A bem da verdade, a opção de pagar o abono, em detrimento do piso nacional do magistério ou de qualquer outra meta do PNE relativa à valorização dos profissionais da educação, configura literal ofensa ao art. 10 da Lei 13.005/2014. Vale lembrar, pois, que as leis do ciclo orçamentário devem ser formuladas e executadas "de maneira a assegurar a consignação de dotações orçamentárias compatíveis com as diretrizes, metas e estratégias deste PNE e com os respectivos planos de educação", até para que seja garantido o seu pleno e tempestivo cumprimento.

É uma opção ilícita, portanto, acumular saldo a ser repartido se há obrigações legais de fazer inadimplidas. Considerando que as metas e estratégias do PNE perfazem obrigações legais de fazer que devem orientar substantivamente o conteúdo do dever de gasto mínimo em educação e a aplicação dos recursos do Fundeb (artigo 10 da Lei 13.005/2014), não deveriam ser preteridas por despesas alheias ao planejamento educacional.

Revela-se patente a irregularidade do cômputo da despesa com abono nos recursos vinculados à educação, quando, concomitantemente, houver inadimplemento das metas e estratégias relacionadas à valorização dos profissionais da educação. Há um inegável o custo de oportunidade (trade-off) no desvio dos recursos educacionais para atender a finalidades outras que não aquelas identificadas como metas e estratégias do respectivo planejamento setorial, em afronta — reitere-se — ao artigo 10 da Lei 13.005/2014.
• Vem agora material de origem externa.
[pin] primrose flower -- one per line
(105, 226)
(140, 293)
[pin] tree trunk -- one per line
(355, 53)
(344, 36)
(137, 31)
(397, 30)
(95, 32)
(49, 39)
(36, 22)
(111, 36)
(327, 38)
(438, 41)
Evidenciar a inversão de prioridades e glosar o cômputo de tais abonos que operam, por assim dizer, como "substitutivos falseados do cumprimento do PNE" passa por impor ao gestor o ônus agravado de motivação, para fins de correção das distorções alocativas que comprometem a política pública de educação na federação brasileira.

Sem uma regulamentação séria e comprometida com o interesse público primário educacional do que seriam "sobras", ou seja, por meio da verificação valorativa da gestão eficiente ante as metas do PNE e demais normas inerentes à valorização dos profissionais da educação, o abono torna-se, em verdade, um prêmio da má-gestão, garantindo ao gestor que menos investe no decorrer do ano a imagem daquele que mais reparte dinheiro, pagando valores que não são incorporados na remuneração, não refletem em 13º, aposentadoria, férias etc. Isso, claro, sem falar das demais esferas de valorização (planos de carreira, capacitação etc.) que são esquecidas nos buracos desse queijo suíço, nosso direito educacional contemporâneo.

 


[2]Falta de verba trava lei que obriga psicólogos e assistentes sociais nas escolas”(https://www.gazetadopovo.com.br/vida-e-cidadania/falta-de-verba-trava-lei-que-obriga-psicologos-e-assistentes-sociais-nas-escolas/).

[5] Note-se que não se está a discutir o homeschooling em si, tema que demandaria um ambiente de debate muito maior. O que se dispõe é que no momento de publicação da cartilha, vigorava normativamente no país a inconstitucionalidade do homeschooling, isso pois o Supremo Tribunal Federal decidiu, no bojo do RE 888.815/RS, com repercussão geral reconhecida, havia decidido que essa modalidade de ensino não seria constitucionalmente possível, isso diante da ausência de lei regulamentadora editada pelo Congresso Nacional. Portanto, a cartilha contrariava a realidade normativo-constitucional em vigor.

[6] Conforme definição do Ministério da Educação, no documento intitulado “Perguntas Frequentes”, acerca do Fundeb.